An Abuja-based policy think tank, Agora Policy, on Monday, recommended some measures that could be adopted by the Federal Government in tackling Nigeria’s revenue challenge.
In a report titled, ‘Options for Revamping Nigeria’s Economy’, the policy think tank group explained that revenue challenge remains one of the most critical policy issues of the federal government.
The report showed that FG’s tax revenue-to-GDP shrank from 8.2% in 2011 to 4.4% in 2019. The tax figure for the FG is the lowest for central governments in Africa and among Nigeria’s peers.
“The revenue problem is compounded by leakages such as an increase in oil theft and petrol subsidy, both of which significantly reduce the revenue from oil sales that used to account for the bulk of government revenue. Oil theft has reduced Nigeria’s oil production by almost half while most of the revenue that should accrue from the sale of federation oil is swallowed by petrol subsidy, which the report argues goes more to the rich than the poor.
According to the report, the petrol subsidy alone gulped N1.59 trillion in the first half of 2022 (January to June).
“The N1.59 trillion half-year expenditure on petrol subsidy dwarfs the full-year 2022 budget for social development and poverty reduction (N462 billion), health (N876 billion), education (N1.34 trillion) and infrastructure (N1.42 trillion). The report contends that petrol subsidy is no longer sustainable and should be removed but its removal should be accompanied with effective communication and targeted transfer to the vulnerable.”

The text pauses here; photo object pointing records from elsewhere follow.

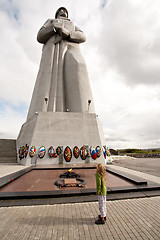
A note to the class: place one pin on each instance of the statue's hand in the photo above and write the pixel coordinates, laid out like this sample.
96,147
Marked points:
64,32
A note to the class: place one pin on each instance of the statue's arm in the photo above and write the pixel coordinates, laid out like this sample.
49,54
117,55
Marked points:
46,31
77,36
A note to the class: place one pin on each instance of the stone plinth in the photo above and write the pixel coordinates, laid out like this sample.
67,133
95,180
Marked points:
60,129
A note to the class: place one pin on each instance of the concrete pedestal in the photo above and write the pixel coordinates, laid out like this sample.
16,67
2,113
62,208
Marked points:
60,129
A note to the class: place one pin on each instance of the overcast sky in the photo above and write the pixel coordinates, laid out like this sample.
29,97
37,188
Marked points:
122,53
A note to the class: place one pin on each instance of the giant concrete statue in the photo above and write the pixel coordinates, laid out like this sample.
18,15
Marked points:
61,112
62,80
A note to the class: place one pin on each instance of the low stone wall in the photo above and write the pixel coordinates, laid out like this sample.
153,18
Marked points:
144,155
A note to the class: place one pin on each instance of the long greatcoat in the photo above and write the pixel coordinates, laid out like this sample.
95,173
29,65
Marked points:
62,83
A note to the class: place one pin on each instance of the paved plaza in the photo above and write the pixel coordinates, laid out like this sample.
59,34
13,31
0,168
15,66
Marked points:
126,219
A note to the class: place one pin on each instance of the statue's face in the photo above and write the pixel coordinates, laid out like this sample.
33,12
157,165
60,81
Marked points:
62,13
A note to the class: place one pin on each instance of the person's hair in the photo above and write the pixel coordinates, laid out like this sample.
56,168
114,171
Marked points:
59,10
101,170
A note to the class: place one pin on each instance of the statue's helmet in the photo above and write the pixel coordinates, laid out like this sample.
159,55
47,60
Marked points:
61,8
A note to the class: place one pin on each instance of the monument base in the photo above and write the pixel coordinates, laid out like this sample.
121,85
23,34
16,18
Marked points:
60,129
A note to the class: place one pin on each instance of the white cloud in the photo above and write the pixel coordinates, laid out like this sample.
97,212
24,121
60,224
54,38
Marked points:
122,53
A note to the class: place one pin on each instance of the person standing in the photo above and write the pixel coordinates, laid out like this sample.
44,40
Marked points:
101,191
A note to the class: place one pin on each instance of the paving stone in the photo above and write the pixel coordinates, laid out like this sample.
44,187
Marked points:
126,219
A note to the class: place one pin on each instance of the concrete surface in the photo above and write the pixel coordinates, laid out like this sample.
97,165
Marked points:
126,219
60,129
144,165
137,218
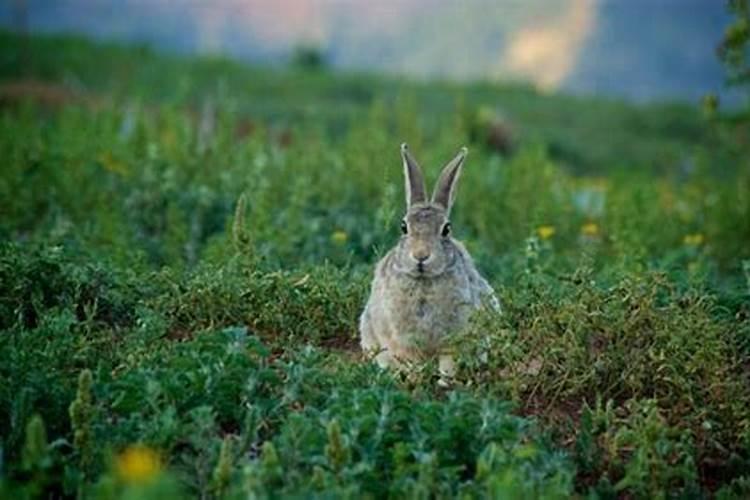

But proffering solutions that could boost revenue, the Waziri Adio-led Agora Policy urged the government to undertake petroleum sector reforms to end petrol subsidy and check oil theft.
Others include ensuring greater compliance in remittances by revenue-generation agencies; further diversifying revenue sources for the government; increasing the tax base and improving the efficiency of tax collection; raising tax rates on luxury/’sin’ items and VAT and selling and concessions some government assets.
In tackling the negative impact on Nigeria’s productivity, investment and human welfare, the report recommends prioritising and finetuning job creation strategies, with a special focus on the SMEs; Scale up investment in education, especially technical and vocational skills training and expanding investment in critical infrastructure, including through public private partnerships.
Others are increasing coordination across tiers of government on poverty alleviation programmes; diversifying export base, especially agro-processing and light manufacturing; conducting a comprehensive review of Nigeria’s trade policy framework and replacing distortionary and inefficient non-tariff measures with import duties.
Also recommended are phasing out restrictive trade practices like border closure and import bans; addressing cumbersome customs processes and tackle corruption and leakages at the ports; redefining exchange rate policy towards making Nigeria a more competitive economy with regard to present and potential non-oil exports. It is also recommended that the CBN should prioritise inflation management and work with the FG to end Ways and Means.
Produced with the support of the MacArthur Foundation, the report is the first of four policy papers commissioned by Agora Policy to contribute to national debate before, during and after the 2023 elections in Nigeria.